Typical runs at ADS can last days. Manufacturing is set up using product wheels, and at ADS that means jobs are scheduled smaller to larger (in diameters) and longer to shorter (in lengths) to minimize changeovers. Some plants run 24:7. Most of the pipe ADS extrudes is monolayer from multiple material blends. King says ADS does some coextrusion, but more multilayer structures may be on the horizon.
He explains, “We are always looking to make a better product, a more complete package and system. We look at market segments where we are underpenetrated compared with metal and concrete. In certain applications there is structural load. So how do you use plastic in these applications? That is where coextrusion may come in.”

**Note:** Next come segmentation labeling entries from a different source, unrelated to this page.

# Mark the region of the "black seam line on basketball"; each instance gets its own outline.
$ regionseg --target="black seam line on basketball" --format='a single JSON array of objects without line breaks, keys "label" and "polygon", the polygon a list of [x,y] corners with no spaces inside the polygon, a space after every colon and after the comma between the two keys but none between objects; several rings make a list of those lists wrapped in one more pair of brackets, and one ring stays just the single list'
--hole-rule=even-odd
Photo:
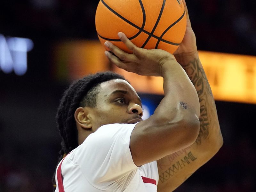
[{"label": "black seam line on basketball", "polygon": [[[168,30],[170,29],[172,27],[173,27],[175,24],[176,24],[179,21],[180,21],[181,20],[181,19],[182,19],[182,18],[183,18],[183,17],[184,17],[184,15],[185,15],[185,11],[184,11],[184,12],[183,13],[183,14],[182,14],[182,15],[181,15],[181,16],[180,17],[180,18],[179,18],[177,21],[176,21],[174,23],[172,23],[172,25],[170,25],[169,27],[168,27],[166,29],[165,29],[165,30],[163,34],[161,35],[161,36],[160,36],[160,38],[162,39],[163,36],[164,35],[164,34],[166,33],[166,32],[167,32],[167,31],[168,31]],[[158,45],[159,44],[159,43],[160,42],[160,40],[159,39],[158,39],[158,40],[157,41],[157,42],[156,43],[156,47],[155,47],[155,49],[157,48],[157,47],[158,47]],[[175,44],[176,44],[174,45],[178,45],[180,44],[178,44],[178,43]]]},{"label": "black seam line on basketball", "polygon": [[[104,5],[105,5],[106,6],[106,7],[107,7],[107,8],[108,8],[108,9],[109,9],[111,11],[112,11],[111,10],[112,10],[111,9],[111,8],[110,8],[110,7],[108,7],[108,5],[107,5],[106,4],[106,3],[105,3],[105,2],[104,2],[103,0],[101,0],[101,2],[102,2],[102,3],[103,3],[103,4],[104,4]],[[165,43],[168,43],[168,44],[172,44],[172,45],[179,45],[180,44],[179,44],[175,43],[173,43],[173,42],[171,42],[171,41],[167,41],[167,40],[165,40],[165,39],[162,39],[162,38],[160,38],[159,37],[158,37],[157,36],[156,36],[156,35],[154,35],[153,34],[151,34],[149,32],[148,32],[148,31],[146,31],[146,30],[145,30],[144,29],[142,29],[140,27],[138,26],[137,26],[137,25],[135,25],[134,23],[132,23],[132,22],[131,22],[131,21],[130,21],[129,20],[127,20],[127,19],[126,19],[125,18],[124,18],[122,16],[120,15],[119,15],[119,14],[118,14],[117,13],[117,12],[115,12],[115,11],[114,11],[114,10],[113,10],[113,12],[113,12],[113,13],[114,13],[114,14],[116,14],[117,16],[118,17],[119,17],[120,18],[121,18],[121,19],[125,21],[126,22],[128,23],[129,23],[129,24],[130,24],[130,25],[132,25],[132,26],[134,27],[135,27],[135,28],[139,29],[139,30],[141,30],[142,32],[145,33],[146,33],[147,35],[150,35],[150,36],[151,36],[152,37],[154,37],[154,38],[156,38],[157,39],[158,39],[159,41],[163,41],[163,42],[165,42]],[[99,34],[98,34],[98,35],[99,35],[99,36],[102,39],[105,39],[105,40],[109,40],[109,41],[121,41],[121,40],[120,40],[120,39],[109,39],[109,38],[107,38],[106,37],[103,37],[102,36],[101,36]],[[130,37],[129,38],[128,38],[129,39],[131,40],[131,39],[130,39],[131,38],[131,37]]]},{"label": "black seam line on basketball", "polygon": [[[132,25],[133,26],[133,25],[132,25],[132,24],[133,25],[135,25],[137,26],[135,24],[132,23],[128,20],[126,19],[125,18],[122,16],[121,15],[120,15],[118,13],[117,13],[117,12],[115,11],[114,10],[111,9],[111,8],[110,7],[109,7],[108,5],[107,4],[104,2],[104,1],[103,0],[101,0],[101,2],[106,7],[107,7],[111,12],[112,12],[113,13],[116,15],[118,17],[120,18],[122,20],[124,20],[125,21],[128,23],[130,25]],[[145,12],[145,9],[144,9],[144,7],[143,6],[143,4],[142,3],[142,1],[141,1],[141,0],[139,0],[139,2],[140,3],[140,7],[141,8],[141,10],[142,11],[142,14],[143,15],[143,21],[142,21],[141,27],[141,28],[140,28],[139,27],[139,28],[138,28],[138,29],[139,29],[139,31],[138,32],[138,33],[137,33],[135,34],[132,37],[131,37],[128,38],[128,39],[130,40],[131,40],[132,39],[136,38],[139,36],[139,35],[140,34],[141,32],[142,32],[142,30],[144,29],[144,27],[145,26],[145,24],[146,23],[146,12]],[[108,40],[108,41],[121,41],[121,40],[120,39],[118,39],[118,40],[114,40],[114,39],[108,39],[108,38],[103,38],[103,37],[100,36],[99,34],[98,34],[98,35],[99,35],[99,36],[100,36],[100,37],[106,40]]]},{"label": "black seam line on basketball", "polygon": [[[165,0],[164,0],[163,2],[163,4],[162,4],[162,7],[161,8],[161,10],[160,10],[160,12],[159,13],[159,15],[158,16],[158,18],[157,18],[157,20],[156,20],[156,23],[155,24],[155,26],[153,28],[153,29],[152,29],[152,31],[151,31],[151,33],[153,34],[155,32],[156,29],[156,27],[158,25],[158,24],[159,23],[159,21],[160,20],[160,19],[161,18],[161,17],[162,16],[162,14],[163,14],[163,12],[164,11],[164,5],[165,4]],[[144,48],[144,47],[145,47],[146,45],[148,43],[148,41],[149,40],[149,39],[151,38],[151,36],[148,36],[148,38],[147,40],[145,41],[145,42],[144,42],[144,44],[143,44],[142,46],[141,46],[141,48]]]}]

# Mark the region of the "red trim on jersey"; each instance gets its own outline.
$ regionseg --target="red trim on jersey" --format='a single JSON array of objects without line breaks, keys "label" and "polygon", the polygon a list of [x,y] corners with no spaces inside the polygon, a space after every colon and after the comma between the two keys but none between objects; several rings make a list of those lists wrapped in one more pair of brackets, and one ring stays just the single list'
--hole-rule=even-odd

Operator affixes gasked to corrugated HDPE pipe with iconic green line.
Whether one layer or more, ADS has not been inventorying product lately. “Today, as demand is quite high, every piece of product that comes off the line is most likely sold and going to somebody right away,” King notes. “If we are making it, we are selling it. In normal times, we keep a certain level of inventory and ship from that. Distributors assist by stocking certain products.”
Read: Blazing the Trail In Processing PCR for Corrugated Pipe
ADS has been adding material-science and engineering experts to the team to help turn ideas gleaned from regular field research into products. “We work on solving the right problems, and the best way to do that is go out and talk to distributors and customers and watch what they are doing and experience the challenges they are facing, and use that information to develop products that solve those challenges,” says King. He notes that the company has recently made big capital investments in both new extruders and injection presses in anticipation of growing demand.
“Our reason is water,” King says. “We capture it in some form of basin, we convey it through pipes, we then store it in some of our retention/detention systems, and then we treat it before returning it to the environment. This shapes how we think about products and applications, how we manage our product categories, even how we market. Ultimately that will allow us to make better products and to communicate to people about what we do and how we do it. We are stewards of environment and water.”